THE WORDS of the Supreme Court were impressive last Monday when it upheld regulations requiring members of the armed forces to get approval from their commanders before circulating literature around their bases. Such regulations, it said, are necessary to protect loyalty, discipline and morale.Without reviewing these written materials in advance, the court said, "a military commander could not avert possible disruptions among his troops."

You might think from those remarks that the court had been confronted with literature urging rebellion or, at least, disobedience. But no. What it had before it were two cases involving petitions to members of Congress, petitions that dealt with the grooming standards of the Air Force, amnesty for draft-resisters, the use of military personnel in labor disputes and the support being given to the government of South Korea. Hardly the stuff of sedition and desertion.

But the circulation of that petition complaining about the grooming standards -- a mildly worded document as petitions go -- cost an Air Force captain his military career. He was relieved from duty for failing to get advance permission to ask to sign it. And a Marine base commander in Japan refused to let those petitions about draft-resistors and labor disputes be circulated although, curiously, he permitted circulation of the petition protesting the South Korean government.

These episodes demonstrate how easily government's (legimate) interest in maintaining loyalty and discipline of military personnel can be distorted.
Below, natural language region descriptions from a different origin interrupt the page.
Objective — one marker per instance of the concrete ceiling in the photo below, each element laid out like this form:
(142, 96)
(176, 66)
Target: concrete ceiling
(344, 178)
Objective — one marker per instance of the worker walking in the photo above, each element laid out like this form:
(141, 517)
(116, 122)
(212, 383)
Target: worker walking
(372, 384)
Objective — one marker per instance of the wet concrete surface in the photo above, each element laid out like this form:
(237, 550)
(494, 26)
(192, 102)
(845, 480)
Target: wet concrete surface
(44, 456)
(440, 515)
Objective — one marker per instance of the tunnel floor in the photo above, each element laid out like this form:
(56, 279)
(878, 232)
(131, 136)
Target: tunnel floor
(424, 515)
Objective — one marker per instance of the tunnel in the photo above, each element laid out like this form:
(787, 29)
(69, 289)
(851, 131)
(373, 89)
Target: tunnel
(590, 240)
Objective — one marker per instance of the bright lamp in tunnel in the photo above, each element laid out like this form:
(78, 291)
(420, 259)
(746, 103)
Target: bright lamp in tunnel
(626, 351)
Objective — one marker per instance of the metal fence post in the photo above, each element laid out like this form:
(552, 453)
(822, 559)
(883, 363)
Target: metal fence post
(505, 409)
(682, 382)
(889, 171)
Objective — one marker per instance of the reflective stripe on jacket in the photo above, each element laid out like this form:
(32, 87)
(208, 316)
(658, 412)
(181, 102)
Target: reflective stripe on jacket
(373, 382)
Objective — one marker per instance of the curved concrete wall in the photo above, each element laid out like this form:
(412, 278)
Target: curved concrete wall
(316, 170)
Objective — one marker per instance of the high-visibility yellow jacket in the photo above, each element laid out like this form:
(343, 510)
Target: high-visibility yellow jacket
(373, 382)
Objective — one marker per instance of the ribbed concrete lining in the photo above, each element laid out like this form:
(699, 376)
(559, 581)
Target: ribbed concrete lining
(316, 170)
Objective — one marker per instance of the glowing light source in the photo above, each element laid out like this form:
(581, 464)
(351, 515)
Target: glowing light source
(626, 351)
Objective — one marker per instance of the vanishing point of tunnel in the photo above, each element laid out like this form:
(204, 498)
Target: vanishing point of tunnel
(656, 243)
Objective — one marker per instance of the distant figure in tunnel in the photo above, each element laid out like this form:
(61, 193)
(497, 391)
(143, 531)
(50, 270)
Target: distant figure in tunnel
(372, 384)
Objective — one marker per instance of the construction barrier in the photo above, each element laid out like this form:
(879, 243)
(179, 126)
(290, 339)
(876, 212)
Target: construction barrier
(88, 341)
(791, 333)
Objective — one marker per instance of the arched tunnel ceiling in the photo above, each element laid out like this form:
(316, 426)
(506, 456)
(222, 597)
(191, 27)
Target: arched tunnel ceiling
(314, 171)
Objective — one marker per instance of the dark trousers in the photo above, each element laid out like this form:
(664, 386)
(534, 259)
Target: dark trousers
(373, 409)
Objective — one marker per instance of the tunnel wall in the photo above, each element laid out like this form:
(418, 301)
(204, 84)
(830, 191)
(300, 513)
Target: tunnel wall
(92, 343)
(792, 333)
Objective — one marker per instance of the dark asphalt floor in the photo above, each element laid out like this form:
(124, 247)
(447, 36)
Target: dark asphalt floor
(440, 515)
Nobody wants military bases inundated with political propaganda or inflammatory material encouraging disobedience or desertion. And nobody wants troops bothered with distractions in combat zones. But the circulation of petitions on bases in California and Japan constitutes neither kind of threat. Requiring such petitions to be "cleared" in advance cuts more deeply into the basic right of all Americans to communicate with Congress -- including even military personnel, whose rights are limited.

The Air Force officer and the Marines could not have gotten into trouble if they had been content to write individual letters setting out their requests and to ask -- but not in writing -- their colleagues to do the same. Thirty years ago Congress passed a law protecting letter-writers after it learned of a sailor who had been threatened with a court-martial if he were to ask his congressman for help in getting a hardship discharge. It should now pass a law telling both the military and the Supreme Court that there is an insufficient difference between an individual letter and a group letter -- even if it is called a petition -- to justify this advance screening.